Balkan countries have been stuck in the EU waiting room for years.
They have regularly expressed frustration at the long and demanding membership process, especially since the EU moved so rapidly this year to accept Ukraine and Moldova as official candidates to join the bloc.
The EU was expected on Tuesday to confirm its "commitment to the European Union membership (prospects) of the Western Balkans" and call for negotiations to be speeded up.
Expanding the EU has again become a priority, European Commissioner Oliver Varhelyi noted on Friday.
Dutch Prime Minister Mark Rutte echoed that, saying EU and Balkan nations needed "to stick together and work together" in the face of Russia's war on Ukraine.
In July Brussels finally began membership talks with North Macedonia and Albania, which applied in 2005 and 2014 respectively.
Negotiations have been underway for several years with Montenegro and Serbia, while in October Brussels recommended making Bosnia an official candidate.
Kosovo, the sixth would-be member, faces challenges on its path to joining the EU.
It split from Serbia in 2008 but Belgrade has not recognised its declaration of independence.
Neither, crucially, do five EU member countries -- Cyprus, Greece, Romania, Slovakia and Spain.
Solidarity and migration
Pro-European sentiment in the Balkans could do with a boost, noted Lukas Macek of the Jacques Delors Institute in Paris.
"The pro-European camp is getting a little desperate," he said.
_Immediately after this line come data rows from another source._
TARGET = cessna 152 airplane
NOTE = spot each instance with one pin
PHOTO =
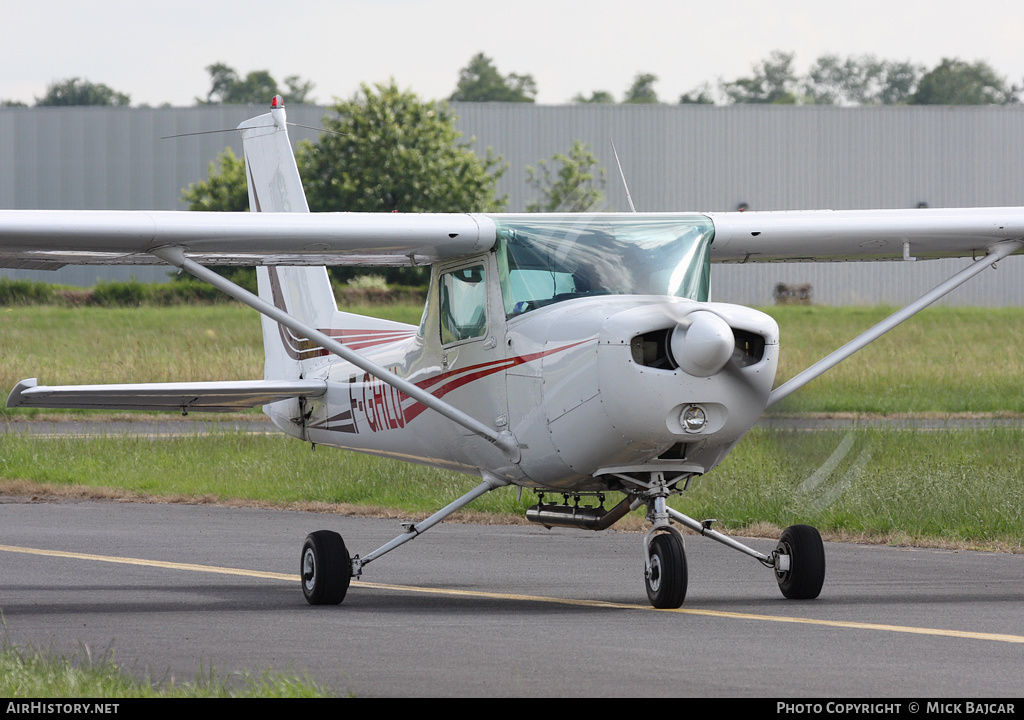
(572, 353)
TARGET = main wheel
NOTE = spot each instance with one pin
(806, 552)
(327, 568)
(667, 578)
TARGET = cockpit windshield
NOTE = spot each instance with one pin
(547, 259)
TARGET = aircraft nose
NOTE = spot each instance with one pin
(701, 343)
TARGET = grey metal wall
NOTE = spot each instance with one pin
(675, 158)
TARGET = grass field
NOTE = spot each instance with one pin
(943, 486)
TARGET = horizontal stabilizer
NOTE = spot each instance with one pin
(174, 396)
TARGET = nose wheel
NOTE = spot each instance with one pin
(666, 572)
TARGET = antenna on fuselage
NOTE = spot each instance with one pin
(629, 198)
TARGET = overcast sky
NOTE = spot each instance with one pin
(158, 52)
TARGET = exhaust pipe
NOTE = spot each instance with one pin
(576, 516)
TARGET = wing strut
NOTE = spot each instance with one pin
(995, 253)
(504, 440)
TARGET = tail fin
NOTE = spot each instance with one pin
(302, 292)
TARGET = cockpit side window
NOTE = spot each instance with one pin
(463, 304)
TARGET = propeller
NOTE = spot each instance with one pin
(701, 343)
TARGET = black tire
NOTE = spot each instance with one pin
(326, 568)
(667, 580)
(807, 562)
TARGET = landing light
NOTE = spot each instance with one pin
(693, 418)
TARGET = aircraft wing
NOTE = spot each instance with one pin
(50, 239)
(181, 396)
(862, 235)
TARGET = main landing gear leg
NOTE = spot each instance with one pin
(328, 568)
(799, 559)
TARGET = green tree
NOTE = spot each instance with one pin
(860, 81)
(773, 82)
(390, 151)
(75, 91)
(386, 151)
(224, 189)
(954, 82)
(480, 82)
(227, 87)
(642, 90)
(697, 96)
(578, 184)
(596, 97)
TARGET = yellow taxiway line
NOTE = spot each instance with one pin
(996, 637)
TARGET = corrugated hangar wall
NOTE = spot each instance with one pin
(675, 158)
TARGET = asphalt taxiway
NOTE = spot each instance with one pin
(500, 610)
A show of support from Brussels could help sway public opinion.
"There is a window of opportunity to reverse the trend but it will not necessarily last very long and it must be fleshed out with something tangible," he said.
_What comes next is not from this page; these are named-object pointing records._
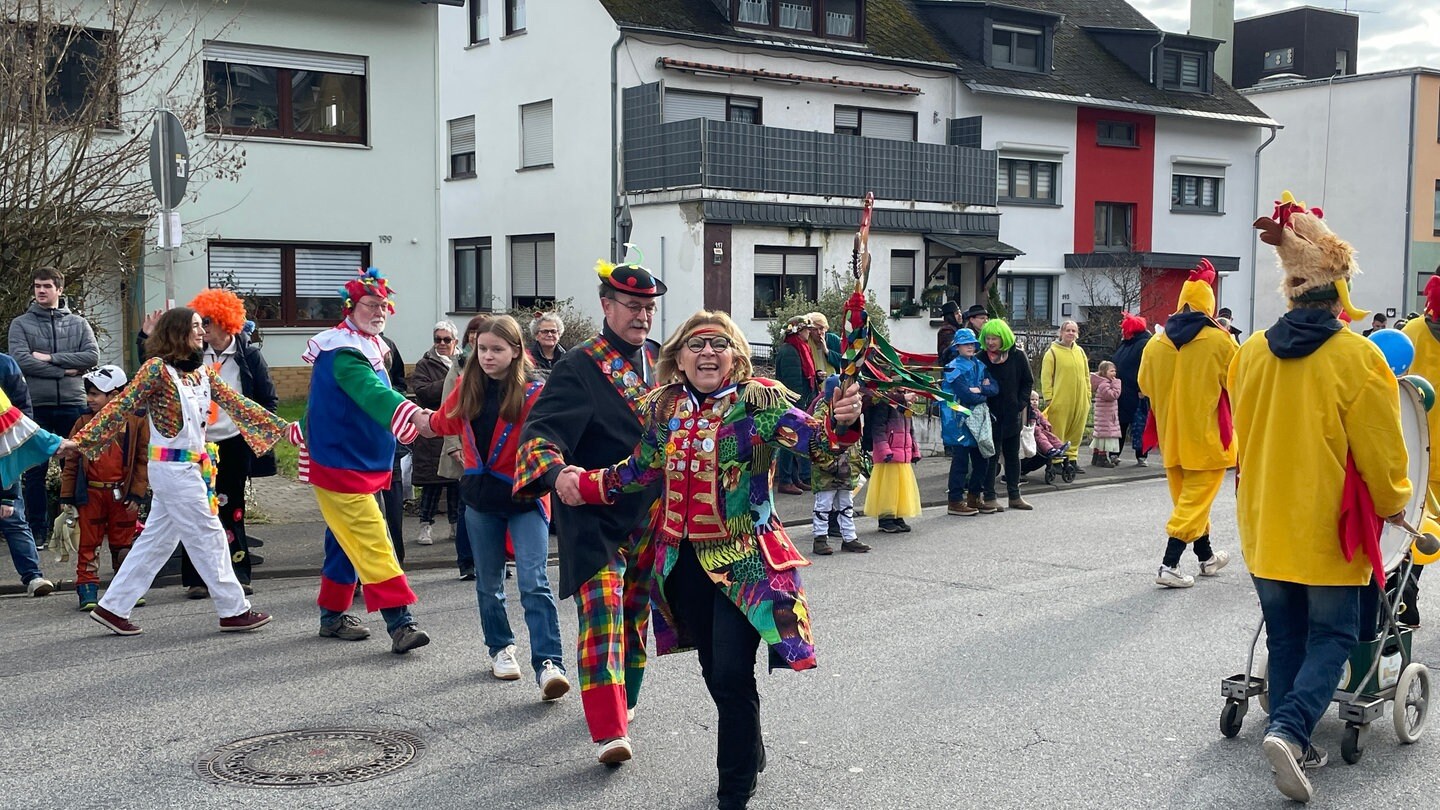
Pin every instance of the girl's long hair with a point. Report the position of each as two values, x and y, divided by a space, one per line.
474 379
170 340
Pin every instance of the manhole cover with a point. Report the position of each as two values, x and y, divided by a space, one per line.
310 757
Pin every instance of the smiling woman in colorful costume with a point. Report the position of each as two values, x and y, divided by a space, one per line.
725 568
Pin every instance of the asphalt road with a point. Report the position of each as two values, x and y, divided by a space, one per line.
1017 660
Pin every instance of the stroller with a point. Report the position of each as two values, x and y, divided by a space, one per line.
1380 668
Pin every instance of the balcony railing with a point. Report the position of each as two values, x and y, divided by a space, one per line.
725 154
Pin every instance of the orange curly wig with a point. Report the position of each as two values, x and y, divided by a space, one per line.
221 306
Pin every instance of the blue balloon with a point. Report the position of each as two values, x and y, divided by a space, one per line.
1397 349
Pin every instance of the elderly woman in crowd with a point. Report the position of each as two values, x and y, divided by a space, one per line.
452 457
725 568
428 384
1064 385
545 349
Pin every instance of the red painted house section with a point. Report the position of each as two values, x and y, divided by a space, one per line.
1113 173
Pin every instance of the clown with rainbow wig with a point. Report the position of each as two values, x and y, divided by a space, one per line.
353 420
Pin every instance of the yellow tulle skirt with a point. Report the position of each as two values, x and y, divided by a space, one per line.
893 492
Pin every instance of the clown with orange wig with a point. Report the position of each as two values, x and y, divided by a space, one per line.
229 352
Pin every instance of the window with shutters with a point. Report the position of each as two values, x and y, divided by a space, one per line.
681 105
1185 69
462 147
536 136
474 290
287 284
478 22
874 123
1017 48
532 271
1113 227
284 94
514 16
828 19
1027 180
784 271
1193 193
902 284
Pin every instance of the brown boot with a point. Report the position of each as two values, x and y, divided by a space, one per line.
962 509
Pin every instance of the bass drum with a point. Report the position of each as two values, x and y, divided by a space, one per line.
1394 542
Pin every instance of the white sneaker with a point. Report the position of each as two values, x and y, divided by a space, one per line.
553 683
615 751
1213 565
1172 578
1285 760
504 666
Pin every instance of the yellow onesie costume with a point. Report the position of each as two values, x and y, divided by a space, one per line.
1182 371
1064 384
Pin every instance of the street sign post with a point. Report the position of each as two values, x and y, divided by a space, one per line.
169 173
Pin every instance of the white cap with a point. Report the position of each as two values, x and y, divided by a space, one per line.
107 378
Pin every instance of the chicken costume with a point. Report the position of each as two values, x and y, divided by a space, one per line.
1182 372
1321 457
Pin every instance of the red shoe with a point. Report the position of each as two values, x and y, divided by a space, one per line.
248 620
115 624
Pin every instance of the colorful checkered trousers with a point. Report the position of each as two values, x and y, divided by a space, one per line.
614 610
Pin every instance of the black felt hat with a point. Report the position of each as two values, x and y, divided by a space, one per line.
635 280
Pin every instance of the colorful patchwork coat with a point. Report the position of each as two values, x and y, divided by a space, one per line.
714 456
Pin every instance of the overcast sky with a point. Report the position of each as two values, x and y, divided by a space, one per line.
1393 33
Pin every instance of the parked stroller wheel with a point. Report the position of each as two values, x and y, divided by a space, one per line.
1352 742
1411 706
1231 718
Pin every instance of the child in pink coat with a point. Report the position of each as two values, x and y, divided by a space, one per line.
1105 388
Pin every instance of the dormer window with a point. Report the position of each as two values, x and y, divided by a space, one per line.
1015 46
1185 71
830 19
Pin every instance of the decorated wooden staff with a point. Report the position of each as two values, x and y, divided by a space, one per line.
867 358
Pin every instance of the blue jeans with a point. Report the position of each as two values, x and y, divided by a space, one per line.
968 470
464 555
22 544
532 541
395 619
791 469
58 420
1309 630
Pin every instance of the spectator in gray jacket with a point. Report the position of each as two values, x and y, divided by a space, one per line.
54 348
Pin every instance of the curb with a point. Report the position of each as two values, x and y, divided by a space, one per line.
298 572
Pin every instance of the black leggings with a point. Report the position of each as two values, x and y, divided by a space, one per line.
726 643
1007 448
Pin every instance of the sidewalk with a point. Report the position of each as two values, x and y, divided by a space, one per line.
294 536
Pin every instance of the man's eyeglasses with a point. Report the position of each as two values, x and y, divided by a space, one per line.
717 343
638 309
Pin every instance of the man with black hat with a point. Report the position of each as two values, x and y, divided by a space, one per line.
588 415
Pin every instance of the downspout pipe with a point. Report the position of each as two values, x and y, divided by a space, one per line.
1254 214
615 150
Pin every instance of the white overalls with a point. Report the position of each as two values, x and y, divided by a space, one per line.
179 513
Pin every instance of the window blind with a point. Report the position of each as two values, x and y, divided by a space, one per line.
251 271
537 147
284 58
The EU is expected in Tirana to confirm a package of subsidies worth around one billion euros (dollars) to help the Balkans weather the energy crisis triggered by the Ukraine war.
The subsidies should help attract public and private investments and raise at least 2.5 billion euros in total.
The EU is also due to sign a deal with the region's telecom operators to reduce roaming charges between the bloc and the Balkan states in 2023 and phase them out by 2027.
And it will also examine ways of cooperating on security issues, particularly on preventing the kind of cyber attacks that have plagued the Balkans.
Illegal migration remains a key concern.
The dangerous "Balkans route" is one of the main conduits used by millions of would-be asylum seekers, many from conflict zones, to try and reach Western Europe.
The numbers arriving by this route rose by almost 170 percent in the first 10 months of 2022 compared to last year. That spike prompted the Commission on Monday to propose sending the EU border force Frontex to help police the Balkan borders.
The EU, for its part, wants Balkan countries to align their visa policies with its own.
Serbia has been accused of contributing to an increase in the number of migrants from Cuba, Burundi, India and Tunisia entering the EU.
These nationals can arrive at Belgrade airport without a visa and then continue their journey to the bloc by land.
Under EU pressure, Serbian President Aleksandar Vucic has announced an end to visa exemptions for Tunisians and Burundians.